Friday, April 13, 2007

Caribbean Fruits - Coconuts

My nuts are the sweetest....


The method in which a climber ascends up a coconut tree trunk using a rope looped under his foot

The coconut palm is really a marvel. From the fruit to its fibres, many things are produced. In Trinidad and Tobago, the ribs from a branch are used to make a yard broom. All bunched up a tied with a strip of cloth. The ribs also provide the structure for homemade kites. Oils and the raw coconut are used in food preparation and beauty remedies.


The husk and flesh of an opened dry coconut.

Coconut is used to make of all things coconut ice cream, freshly churned from a ice cream maker using salt
and ice. In rural areas, older ladies are out on the street with their buckets selling the REAL COCONUT. Thick smooth ice cream and churned by hand.

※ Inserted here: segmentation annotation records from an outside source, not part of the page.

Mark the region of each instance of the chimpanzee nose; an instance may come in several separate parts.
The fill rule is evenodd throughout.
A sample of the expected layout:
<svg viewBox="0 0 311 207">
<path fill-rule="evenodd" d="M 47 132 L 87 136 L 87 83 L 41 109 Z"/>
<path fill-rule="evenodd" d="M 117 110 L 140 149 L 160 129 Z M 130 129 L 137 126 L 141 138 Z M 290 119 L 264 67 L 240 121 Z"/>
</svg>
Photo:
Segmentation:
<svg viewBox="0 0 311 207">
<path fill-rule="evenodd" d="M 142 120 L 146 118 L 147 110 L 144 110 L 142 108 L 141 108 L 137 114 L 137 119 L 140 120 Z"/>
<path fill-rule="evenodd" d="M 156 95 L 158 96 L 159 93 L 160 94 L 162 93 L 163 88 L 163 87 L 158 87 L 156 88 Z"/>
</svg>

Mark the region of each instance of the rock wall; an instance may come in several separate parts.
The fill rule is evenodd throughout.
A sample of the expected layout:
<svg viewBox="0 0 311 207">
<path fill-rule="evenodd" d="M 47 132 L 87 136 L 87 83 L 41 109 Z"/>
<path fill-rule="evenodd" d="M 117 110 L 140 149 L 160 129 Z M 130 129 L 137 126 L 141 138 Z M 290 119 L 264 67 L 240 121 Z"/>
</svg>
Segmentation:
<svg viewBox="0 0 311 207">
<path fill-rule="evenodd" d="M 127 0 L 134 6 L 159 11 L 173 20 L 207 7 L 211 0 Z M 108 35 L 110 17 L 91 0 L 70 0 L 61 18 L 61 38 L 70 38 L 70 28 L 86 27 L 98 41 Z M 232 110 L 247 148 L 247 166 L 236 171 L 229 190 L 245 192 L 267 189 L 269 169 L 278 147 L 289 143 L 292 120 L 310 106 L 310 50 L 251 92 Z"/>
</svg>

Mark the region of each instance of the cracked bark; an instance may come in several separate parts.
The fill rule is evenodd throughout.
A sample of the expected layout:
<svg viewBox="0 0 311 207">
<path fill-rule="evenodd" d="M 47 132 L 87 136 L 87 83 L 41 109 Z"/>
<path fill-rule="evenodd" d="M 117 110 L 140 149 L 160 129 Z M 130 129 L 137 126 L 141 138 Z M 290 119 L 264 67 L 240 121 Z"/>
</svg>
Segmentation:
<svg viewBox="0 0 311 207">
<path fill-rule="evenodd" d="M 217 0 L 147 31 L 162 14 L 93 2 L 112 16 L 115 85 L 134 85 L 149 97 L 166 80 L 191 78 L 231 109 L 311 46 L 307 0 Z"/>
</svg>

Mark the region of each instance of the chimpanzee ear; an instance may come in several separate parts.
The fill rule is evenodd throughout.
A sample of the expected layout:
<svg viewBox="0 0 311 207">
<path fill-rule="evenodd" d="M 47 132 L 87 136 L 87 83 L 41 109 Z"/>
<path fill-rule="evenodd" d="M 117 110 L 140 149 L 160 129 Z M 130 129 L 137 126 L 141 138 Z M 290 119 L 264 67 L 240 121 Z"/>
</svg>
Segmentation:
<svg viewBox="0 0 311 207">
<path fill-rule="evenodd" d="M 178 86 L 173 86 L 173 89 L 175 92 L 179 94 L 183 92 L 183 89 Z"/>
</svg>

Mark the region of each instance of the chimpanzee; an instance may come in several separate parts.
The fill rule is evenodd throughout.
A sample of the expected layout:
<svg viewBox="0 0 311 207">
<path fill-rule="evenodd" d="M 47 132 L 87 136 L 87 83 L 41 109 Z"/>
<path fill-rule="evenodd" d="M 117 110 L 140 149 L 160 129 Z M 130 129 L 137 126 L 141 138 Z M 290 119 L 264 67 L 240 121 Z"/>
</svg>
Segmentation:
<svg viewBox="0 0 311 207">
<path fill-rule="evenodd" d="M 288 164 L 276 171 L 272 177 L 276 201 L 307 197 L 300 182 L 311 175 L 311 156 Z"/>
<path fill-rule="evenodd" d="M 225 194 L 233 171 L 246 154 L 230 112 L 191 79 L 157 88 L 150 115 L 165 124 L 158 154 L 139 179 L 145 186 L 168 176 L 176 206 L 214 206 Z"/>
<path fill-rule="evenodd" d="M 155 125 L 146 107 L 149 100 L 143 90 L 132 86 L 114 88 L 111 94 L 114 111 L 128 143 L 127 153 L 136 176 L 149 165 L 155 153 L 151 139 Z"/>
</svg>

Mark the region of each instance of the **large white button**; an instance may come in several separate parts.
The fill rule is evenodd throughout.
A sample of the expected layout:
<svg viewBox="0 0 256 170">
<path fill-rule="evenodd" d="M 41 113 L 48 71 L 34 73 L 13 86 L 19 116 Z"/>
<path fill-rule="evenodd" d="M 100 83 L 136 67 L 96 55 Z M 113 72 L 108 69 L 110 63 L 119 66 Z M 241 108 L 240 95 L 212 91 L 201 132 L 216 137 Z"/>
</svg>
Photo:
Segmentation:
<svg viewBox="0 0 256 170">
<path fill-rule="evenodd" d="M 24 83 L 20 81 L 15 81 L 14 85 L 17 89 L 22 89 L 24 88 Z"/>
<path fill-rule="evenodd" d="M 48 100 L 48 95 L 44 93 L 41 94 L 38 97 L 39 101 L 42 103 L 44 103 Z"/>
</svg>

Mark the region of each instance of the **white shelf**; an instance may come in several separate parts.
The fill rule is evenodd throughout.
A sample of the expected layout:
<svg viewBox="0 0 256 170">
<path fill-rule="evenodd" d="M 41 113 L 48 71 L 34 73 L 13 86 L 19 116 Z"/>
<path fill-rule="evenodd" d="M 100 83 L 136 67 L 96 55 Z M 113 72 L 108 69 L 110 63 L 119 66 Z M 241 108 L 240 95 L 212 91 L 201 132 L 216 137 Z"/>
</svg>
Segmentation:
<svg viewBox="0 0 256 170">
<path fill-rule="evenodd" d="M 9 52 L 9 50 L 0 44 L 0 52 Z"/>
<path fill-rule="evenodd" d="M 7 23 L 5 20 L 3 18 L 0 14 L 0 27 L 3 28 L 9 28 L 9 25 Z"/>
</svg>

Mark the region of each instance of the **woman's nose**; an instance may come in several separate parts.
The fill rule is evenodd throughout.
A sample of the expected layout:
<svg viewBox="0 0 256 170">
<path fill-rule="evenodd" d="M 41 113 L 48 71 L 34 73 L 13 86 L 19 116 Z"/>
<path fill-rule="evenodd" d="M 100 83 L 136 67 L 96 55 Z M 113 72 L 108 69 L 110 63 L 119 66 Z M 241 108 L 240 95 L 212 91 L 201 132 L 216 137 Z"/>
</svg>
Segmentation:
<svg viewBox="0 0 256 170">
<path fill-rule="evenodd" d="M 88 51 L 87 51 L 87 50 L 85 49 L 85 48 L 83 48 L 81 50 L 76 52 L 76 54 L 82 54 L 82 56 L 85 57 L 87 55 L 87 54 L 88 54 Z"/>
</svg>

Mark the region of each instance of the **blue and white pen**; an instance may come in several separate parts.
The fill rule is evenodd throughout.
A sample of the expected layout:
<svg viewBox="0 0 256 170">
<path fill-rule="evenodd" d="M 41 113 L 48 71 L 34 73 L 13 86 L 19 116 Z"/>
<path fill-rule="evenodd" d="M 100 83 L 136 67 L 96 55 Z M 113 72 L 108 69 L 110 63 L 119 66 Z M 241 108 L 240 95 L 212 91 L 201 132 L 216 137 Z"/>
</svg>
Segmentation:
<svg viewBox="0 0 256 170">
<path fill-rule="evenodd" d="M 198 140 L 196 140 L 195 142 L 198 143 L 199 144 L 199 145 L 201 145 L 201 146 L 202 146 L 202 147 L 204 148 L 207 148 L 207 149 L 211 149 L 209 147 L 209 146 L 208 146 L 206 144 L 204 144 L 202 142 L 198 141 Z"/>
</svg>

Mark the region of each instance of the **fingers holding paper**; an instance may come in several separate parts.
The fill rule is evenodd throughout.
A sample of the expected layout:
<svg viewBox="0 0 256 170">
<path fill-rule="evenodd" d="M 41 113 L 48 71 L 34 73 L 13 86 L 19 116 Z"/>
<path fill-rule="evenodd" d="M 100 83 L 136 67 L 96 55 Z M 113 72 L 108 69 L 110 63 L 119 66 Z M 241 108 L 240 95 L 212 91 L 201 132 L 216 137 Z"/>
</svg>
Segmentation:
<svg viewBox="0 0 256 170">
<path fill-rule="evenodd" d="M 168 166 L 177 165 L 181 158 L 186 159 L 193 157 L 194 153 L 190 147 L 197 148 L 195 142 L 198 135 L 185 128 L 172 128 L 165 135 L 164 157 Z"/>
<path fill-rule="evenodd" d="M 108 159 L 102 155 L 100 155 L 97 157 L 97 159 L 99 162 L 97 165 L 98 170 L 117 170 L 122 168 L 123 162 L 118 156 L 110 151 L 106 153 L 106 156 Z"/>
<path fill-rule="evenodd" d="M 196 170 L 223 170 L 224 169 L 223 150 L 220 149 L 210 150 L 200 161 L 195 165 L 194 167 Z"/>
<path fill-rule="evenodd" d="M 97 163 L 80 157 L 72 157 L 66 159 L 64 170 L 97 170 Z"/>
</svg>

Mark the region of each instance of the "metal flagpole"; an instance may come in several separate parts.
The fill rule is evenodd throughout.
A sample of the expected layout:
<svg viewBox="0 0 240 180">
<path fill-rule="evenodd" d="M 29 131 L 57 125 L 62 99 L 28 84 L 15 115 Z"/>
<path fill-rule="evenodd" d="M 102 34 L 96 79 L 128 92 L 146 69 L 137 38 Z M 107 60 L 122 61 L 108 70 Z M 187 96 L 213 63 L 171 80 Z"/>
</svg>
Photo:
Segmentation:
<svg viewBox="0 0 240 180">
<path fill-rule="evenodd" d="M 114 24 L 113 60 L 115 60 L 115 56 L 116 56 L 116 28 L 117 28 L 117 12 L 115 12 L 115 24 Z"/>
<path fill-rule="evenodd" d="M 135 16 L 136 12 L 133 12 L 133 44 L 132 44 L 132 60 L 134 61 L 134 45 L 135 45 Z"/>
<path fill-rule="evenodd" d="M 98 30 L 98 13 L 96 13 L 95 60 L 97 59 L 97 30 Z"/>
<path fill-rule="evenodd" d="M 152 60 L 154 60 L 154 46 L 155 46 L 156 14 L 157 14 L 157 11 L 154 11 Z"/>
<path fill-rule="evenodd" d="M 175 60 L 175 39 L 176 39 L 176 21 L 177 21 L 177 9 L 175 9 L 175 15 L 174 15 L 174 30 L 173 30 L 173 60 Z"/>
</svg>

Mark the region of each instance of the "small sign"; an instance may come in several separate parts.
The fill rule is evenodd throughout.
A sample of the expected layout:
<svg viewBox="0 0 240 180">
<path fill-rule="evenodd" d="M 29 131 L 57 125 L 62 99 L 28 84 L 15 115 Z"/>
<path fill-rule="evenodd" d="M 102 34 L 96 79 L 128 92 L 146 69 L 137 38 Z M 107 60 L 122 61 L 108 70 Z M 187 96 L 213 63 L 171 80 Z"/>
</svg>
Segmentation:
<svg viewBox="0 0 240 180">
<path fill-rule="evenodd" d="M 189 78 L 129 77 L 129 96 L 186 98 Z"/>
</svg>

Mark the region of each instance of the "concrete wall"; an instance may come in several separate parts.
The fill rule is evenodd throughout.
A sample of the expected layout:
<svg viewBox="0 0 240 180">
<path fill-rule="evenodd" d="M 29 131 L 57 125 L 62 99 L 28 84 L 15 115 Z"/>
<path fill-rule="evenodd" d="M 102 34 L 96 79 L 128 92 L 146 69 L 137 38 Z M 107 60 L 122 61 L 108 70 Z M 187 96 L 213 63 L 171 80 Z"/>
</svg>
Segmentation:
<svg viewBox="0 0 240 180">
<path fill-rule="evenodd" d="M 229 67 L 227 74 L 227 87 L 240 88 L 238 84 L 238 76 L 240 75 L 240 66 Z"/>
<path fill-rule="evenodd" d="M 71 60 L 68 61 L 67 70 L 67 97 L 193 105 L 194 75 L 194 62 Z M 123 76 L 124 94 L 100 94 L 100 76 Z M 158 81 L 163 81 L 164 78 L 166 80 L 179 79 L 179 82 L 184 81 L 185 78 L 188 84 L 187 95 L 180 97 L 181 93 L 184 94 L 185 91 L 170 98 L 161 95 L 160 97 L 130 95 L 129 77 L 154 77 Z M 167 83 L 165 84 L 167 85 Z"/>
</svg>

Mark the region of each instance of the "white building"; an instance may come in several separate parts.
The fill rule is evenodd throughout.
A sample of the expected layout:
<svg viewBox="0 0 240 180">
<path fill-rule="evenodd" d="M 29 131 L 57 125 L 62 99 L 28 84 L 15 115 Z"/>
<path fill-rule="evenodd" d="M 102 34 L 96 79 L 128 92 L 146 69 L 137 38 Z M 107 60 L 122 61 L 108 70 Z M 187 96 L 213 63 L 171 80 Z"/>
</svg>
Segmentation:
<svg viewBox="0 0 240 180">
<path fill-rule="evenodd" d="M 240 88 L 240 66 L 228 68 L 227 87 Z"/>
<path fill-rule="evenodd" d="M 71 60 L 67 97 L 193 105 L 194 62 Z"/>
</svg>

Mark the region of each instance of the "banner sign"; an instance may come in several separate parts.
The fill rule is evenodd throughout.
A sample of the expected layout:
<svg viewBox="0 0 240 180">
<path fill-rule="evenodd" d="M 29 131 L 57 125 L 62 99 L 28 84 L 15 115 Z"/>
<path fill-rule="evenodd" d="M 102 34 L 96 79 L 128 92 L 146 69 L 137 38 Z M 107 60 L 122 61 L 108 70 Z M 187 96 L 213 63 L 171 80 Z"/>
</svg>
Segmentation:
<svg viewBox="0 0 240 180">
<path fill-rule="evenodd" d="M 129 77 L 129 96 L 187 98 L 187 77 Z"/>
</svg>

But above all things, coconut water is the healer, and the people who supply the water say, like all hard work, it is hard work. Collecting and deposing of the nut dispenses the same amount of energy. The Queen's Park Savannah is a place where Trinidadians line up in queue next to their favorite Cold Nuts vendors who generally proclaim, 'My nuts are real sweet'. And after the satisfying quenching of this purifying water, a favorite is the soft jelly from the nut itself. You just have to asked and a skillful vendor would make a spoon from the outer shell with one chop of his cutlass. This is to scoop out the delicious white jelly from the nut's shell.

1 comment:

Nia Vant said...

Coconut Jelly is my favorite part, after the water. I like how you write.